As parents, we all want the best for our children. We would do anything to ensure they are happy, healthy individuals. Yet, some of us don’t realize that everything we do is looked at by our children, who want so much to be like us, that we unconsciously forget how quickly they can mimic our behavior.

Children depend on us for everything. The food they eat, the clothes they wear, the programming they view, there free time, study time and every aspect of their lives is an extension of who we are and how we conduct our lives.

It seems plausible, then, that if we want them to be healthy, we have to live healthy and productive lives ourselves. From the moment they are born we tend to their every need. We nurture them, comfort them, console them, counsel them, admonish them and teach them the values we hold dear.

As parents, we are charged with the ultimate responsibility to ensure our children grow up to be viable candidates for success in a world that scrutinizes every facet of a human being. Living a healthy life encompasses not only the physical, but the emotional as well.
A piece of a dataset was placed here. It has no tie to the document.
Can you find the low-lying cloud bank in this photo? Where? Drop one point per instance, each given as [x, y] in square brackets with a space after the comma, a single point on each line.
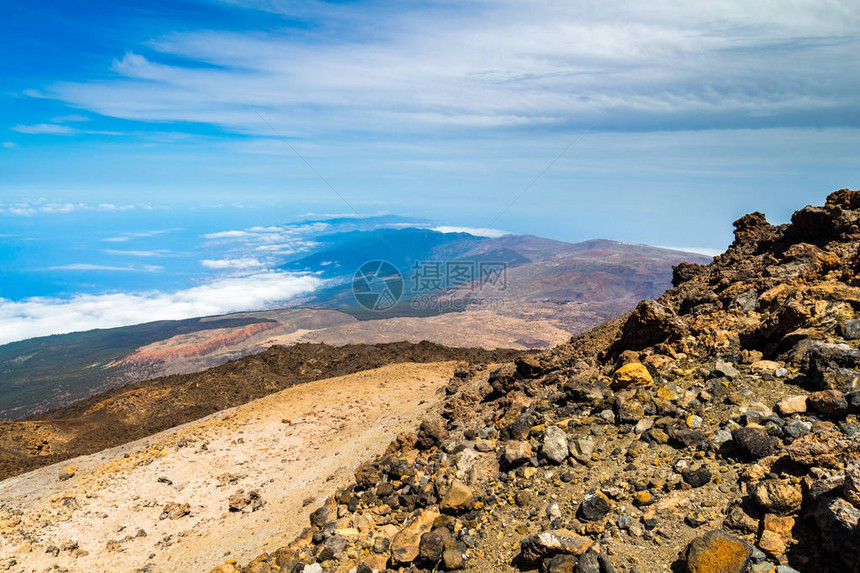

If our lives are conducted in a healthy manner, which includes all facets of our home life and the outside world, our children will follow suit. Conversely, if no interest is shown or there is an unhealthy relationship in the home, our children will take what they see as normal and mimic it.

Observing kids in public schools, for example, you may find children whose clothes are wrinkled or torn; they have no respect for authority; if they become ill, their parents refuse to pick them up or they are left to go home to an empty house and fend for themselves. Obviously, this type of home environment in which they live is the cause for disruptive behavior, anger, frustration, inability to socialize and, more importantly, a constant state of sadness.

Once the commitment is made to have children, it is the responsibility of every parent to ensure that child is taken care of – mind, body and soul. All they ask in return is to be loved. They rely on us to lead healthy lives and their unconditional love demands that we do so.